Christ n’a donc pas été conçu d’une mère vierge.
Réponse à l’objection
N°3 : Comme l’observe la glose (ord. Aug., liv.
23 Cont. Faust., chap. 7), le mot mulier, femme, n’est pas seulement
employé pour signifier une femme mariée, mais encore une vierge.
Objection N°4. Les
choses qui sont de même espèce ont le même mode de génération ; parce que la
génération reçoit son espèce de son terme aussi bien que les autres mouvements.

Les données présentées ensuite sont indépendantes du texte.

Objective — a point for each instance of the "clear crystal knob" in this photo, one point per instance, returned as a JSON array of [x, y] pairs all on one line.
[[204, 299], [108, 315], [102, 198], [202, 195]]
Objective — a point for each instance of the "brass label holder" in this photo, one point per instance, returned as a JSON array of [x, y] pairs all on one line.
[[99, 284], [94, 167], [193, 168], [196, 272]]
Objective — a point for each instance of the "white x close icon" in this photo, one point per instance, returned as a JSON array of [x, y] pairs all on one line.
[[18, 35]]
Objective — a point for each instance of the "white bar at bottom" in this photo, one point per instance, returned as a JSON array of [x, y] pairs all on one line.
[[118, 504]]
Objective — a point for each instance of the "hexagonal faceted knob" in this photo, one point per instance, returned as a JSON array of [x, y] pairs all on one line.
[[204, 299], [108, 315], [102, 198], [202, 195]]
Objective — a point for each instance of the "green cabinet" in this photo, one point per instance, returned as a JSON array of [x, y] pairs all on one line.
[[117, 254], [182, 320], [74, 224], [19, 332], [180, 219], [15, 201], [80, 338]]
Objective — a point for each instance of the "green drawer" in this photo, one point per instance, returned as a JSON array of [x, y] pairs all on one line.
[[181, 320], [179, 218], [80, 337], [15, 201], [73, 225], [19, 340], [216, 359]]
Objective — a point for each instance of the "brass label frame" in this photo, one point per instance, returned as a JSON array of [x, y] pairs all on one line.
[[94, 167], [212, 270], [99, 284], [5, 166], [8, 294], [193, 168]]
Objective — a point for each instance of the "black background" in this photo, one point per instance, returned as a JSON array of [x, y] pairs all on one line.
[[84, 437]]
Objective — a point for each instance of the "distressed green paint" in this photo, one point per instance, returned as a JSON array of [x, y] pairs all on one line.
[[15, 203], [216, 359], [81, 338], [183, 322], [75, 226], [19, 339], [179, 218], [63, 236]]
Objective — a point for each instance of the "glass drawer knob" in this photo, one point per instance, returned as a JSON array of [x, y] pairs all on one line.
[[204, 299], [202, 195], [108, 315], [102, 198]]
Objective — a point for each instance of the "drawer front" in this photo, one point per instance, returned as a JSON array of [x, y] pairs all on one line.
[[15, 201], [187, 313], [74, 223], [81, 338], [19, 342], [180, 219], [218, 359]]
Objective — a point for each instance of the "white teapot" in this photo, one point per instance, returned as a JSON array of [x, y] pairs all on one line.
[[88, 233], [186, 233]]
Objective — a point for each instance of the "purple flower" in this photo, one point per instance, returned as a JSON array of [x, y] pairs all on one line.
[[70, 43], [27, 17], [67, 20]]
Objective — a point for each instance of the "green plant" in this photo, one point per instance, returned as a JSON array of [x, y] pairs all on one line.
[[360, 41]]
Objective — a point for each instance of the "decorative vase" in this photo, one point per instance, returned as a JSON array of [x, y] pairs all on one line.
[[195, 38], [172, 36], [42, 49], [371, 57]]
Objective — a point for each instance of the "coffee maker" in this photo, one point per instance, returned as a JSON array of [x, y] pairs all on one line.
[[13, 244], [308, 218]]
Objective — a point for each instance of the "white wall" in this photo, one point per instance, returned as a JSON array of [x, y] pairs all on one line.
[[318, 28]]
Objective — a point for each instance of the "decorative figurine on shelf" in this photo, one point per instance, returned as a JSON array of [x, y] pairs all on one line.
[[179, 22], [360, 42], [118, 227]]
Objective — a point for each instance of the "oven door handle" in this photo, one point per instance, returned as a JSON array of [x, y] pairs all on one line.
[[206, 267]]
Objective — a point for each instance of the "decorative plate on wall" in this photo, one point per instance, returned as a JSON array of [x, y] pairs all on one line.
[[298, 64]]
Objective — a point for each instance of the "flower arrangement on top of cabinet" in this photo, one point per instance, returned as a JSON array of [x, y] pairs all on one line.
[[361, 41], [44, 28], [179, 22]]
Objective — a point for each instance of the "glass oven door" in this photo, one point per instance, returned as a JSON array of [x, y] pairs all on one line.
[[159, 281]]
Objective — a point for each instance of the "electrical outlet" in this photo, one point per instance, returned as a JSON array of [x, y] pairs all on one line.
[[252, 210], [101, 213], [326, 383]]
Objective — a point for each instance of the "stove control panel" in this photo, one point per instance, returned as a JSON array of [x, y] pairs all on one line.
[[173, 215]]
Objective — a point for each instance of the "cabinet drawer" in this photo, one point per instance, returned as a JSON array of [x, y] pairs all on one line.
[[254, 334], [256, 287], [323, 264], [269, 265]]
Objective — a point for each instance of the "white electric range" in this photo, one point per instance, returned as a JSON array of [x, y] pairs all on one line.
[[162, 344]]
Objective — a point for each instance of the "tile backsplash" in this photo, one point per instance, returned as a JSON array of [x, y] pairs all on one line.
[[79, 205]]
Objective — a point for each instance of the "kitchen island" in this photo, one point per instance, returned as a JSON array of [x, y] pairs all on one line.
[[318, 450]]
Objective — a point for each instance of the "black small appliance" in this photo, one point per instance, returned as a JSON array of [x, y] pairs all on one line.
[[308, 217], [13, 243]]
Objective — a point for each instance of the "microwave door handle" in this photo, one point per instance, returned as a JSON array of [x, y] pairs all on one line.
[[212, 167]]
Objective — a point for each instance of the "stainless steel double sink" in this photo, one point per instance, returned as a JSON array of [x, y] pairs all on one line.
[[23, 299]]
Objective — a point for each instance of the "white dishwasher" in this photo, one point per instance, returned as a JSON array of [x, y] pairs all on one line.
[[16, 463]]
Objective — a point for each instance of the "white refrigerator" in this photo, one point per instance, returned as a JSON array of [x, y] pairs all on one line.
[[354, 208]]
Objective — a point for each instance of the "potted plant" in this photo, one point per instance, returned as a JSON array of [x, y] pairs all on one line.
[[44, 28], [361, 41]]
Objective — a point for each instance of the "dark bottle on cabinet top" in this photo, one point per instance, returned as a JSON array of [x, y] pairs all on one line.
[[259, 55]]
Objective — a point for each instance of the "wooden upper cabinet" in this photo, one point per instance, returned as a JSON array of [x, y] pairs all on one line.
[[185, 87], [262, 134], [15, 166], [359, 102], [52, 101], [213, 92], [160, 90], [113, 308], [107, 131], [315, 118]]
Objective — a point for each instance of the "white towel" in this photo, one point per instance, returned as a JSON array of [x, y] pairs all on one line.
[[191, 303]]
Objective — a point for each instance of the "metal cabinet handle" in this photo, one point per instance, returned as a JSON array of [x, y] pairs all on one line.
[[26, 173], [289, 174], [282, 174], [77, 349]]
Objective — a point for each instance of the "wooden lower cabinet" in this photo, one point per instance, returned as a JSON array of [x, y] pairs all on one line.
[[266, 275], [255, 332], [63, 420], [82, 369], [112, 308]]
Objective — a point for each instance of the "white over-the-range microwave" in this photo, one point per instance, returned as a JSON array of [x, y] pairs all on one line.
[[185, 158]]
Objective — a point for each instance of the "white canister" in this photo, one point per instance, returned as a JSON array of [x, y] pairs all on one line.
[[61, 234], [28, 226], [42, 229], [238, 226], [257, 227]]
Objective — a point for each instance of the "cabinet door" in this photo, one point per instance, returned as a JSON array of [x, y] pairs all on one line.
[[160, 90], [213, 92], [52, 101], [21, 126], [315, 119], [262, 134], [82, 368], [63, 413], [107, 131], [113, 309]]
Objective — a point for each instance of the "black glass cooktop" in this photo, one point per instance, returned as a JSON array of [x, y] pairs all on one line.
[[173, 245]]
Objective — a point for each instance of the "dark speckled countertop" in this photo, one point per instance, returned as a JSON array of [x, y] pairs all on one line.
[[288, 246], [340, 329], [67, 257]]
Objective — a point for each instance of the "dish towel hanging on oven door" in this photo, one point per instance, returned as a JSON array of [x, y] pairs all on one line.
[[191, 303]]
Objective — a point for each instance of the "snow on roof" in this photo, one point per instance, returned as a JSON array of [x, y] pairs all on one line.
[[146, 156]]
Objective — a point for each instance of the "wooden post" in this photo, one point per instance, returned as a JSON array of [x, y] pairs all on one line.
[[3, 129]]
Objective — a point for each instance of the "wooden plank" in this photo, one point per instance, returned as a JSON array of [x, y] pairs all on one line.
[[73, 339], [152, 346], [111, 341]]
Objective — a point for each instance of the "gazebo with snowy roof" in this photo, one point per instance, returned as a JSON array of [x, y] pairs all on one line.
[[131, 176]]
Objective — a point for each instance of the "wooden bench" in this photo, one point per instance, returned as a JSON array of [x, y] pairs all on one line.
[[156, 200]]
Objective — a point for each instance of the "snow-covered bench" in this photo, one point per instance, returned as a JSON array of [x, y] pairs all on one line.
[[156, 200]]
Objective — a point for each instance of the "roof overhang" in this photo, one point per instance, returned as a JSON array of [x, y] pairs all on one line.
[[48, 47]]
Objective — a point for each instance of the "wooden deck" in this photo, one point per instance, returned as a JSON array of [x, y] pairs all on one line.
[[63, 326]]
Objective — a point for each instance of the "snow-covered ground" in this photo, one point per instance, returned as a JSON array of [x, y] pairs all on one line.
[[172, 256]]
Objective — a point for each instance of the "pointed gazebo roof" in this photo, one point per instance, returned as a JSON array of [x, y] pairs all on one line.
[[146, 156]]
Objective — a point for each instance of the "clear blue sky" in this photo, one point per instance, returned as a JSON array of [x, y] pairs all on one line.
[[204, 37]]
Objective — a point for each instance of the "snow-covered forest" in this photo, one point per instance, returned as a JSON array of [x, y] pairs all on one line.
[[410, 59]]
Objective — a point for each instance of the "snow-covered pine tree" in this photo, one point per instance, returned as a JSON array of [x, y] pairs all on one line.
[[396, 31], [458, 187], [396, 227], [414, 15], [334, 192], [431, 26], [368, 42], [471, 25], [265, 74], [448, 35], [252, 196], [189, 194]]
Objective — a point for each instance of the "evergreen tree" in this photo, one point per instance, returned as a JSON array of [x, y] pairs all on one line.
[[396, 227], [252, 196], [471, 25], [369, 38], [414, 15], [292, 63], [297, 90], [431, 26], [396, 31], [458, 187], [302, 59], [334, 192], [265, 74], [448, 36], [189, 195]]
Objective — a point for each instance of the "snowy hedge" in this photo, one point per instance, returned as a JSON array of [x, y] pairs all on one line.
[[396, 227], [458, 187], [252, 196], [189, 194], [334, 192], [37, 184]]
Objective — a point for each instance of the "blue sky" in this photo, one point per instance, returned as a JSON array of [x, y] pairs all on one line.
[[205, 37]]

Or, le Christ a été de même espèce que les autres hommes, d’après ces paroles
de saint Paul (Phil., 2, 7), qui
dit qu’il s’est rendu semblable aux
hommes et qu’il a été reconnu pour homme par tout ce qui a paru de lui au
dehors. Par conséquent puisque les autres hommes sont engendrés par l’union
de l’homme et de la femme, il semble que le Christ ait été engendré de cette
manière, et par là même il ne paraît pas qu’il ait été conçu d’une mère vierge.
Réponse à l’objection
N°4 : Ce raisonnement est applicable
à ceux qui reçoivent l’être par les voies naturelles, parce que, comme la
nature est déterminée à un effet unique, de même elle est déterminée à une
seule et même manière de le produire ; au lieu que la vertu divine surnaturelle
étant infinie, comme elle n’est pas déterminée à un effet unique, de même elle
ne l’est pas pour la manière de produire un effet quel qu’il soit. C’est
pourquoi comme la vertu divine a pu faire que le premier homme fût formé du
limon de la terre, de même elle a pu faire aussi que le corps du Christ fût
formé de la Vierge sans le sperme humain.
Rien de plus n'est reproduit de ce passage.